Termeer, Genzyme’s chief since 1985, exits with at least a $138 million payout and a legacy as the longest-serving CEO in biotechnology, after pioneering a business model of charging top dollar for drugs to treat rare genetic disorders.
His success selling some of the world’s most expensive medicines, priced from $200,000 to $300,000 a year, may make him an attractive hire for private-equity firms, said Erik Gordon, a University of Michigan business professor.
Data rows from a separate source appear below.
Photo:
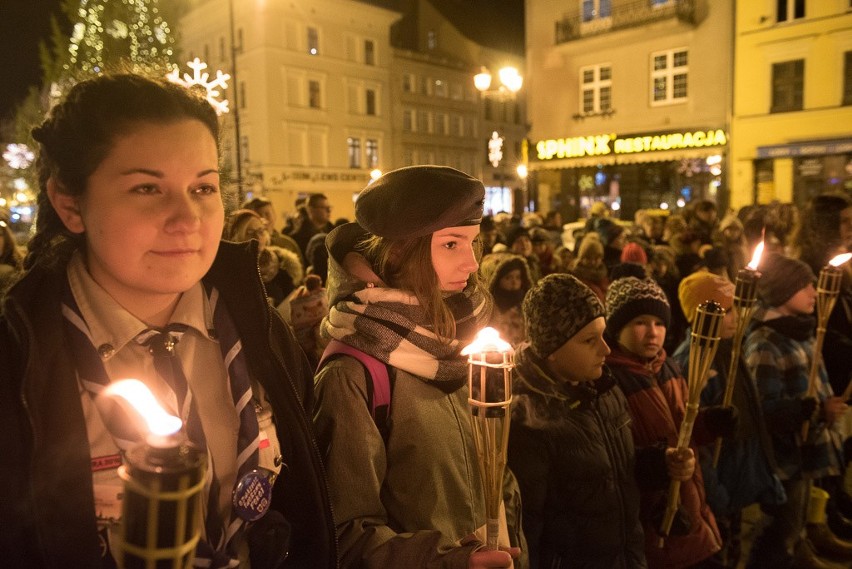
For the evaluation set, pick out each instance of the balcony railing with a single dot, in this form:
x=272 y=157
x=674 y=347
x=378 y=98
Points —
x=628 y=15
Termeer, who turns 65 on Feb. 28, may follow the former chiefs of Wyeth and Schering-Plough Corp. to help pitch deals for equity firms led by Carlyle Group, Kohlberg Kravis Roberts & Co. and Warburg Pincus LLC.
“Henri is the guy you send out as your sales guy to get your real guys in the door,” Gordon said in a telephone interview from Ann Arbor. For an investment firm seeking biotech business, “he would be a good guy to have. The CEO of a midmarket biotech company, they’ll take a Henri Termeer call. They would all love to be Henri Termeer one day.”
After nine months of talks, Paris-based Sanofi agreed to pay $74 a share for Cambridge, Massachusetts-based Genzyme, the companies said yesterday. Sanofi also agreed to future fees, known as contingent value rights, of as much as $14 a share tied to sales targets for an experimental multiple sclerosis drug, called Lemtrada.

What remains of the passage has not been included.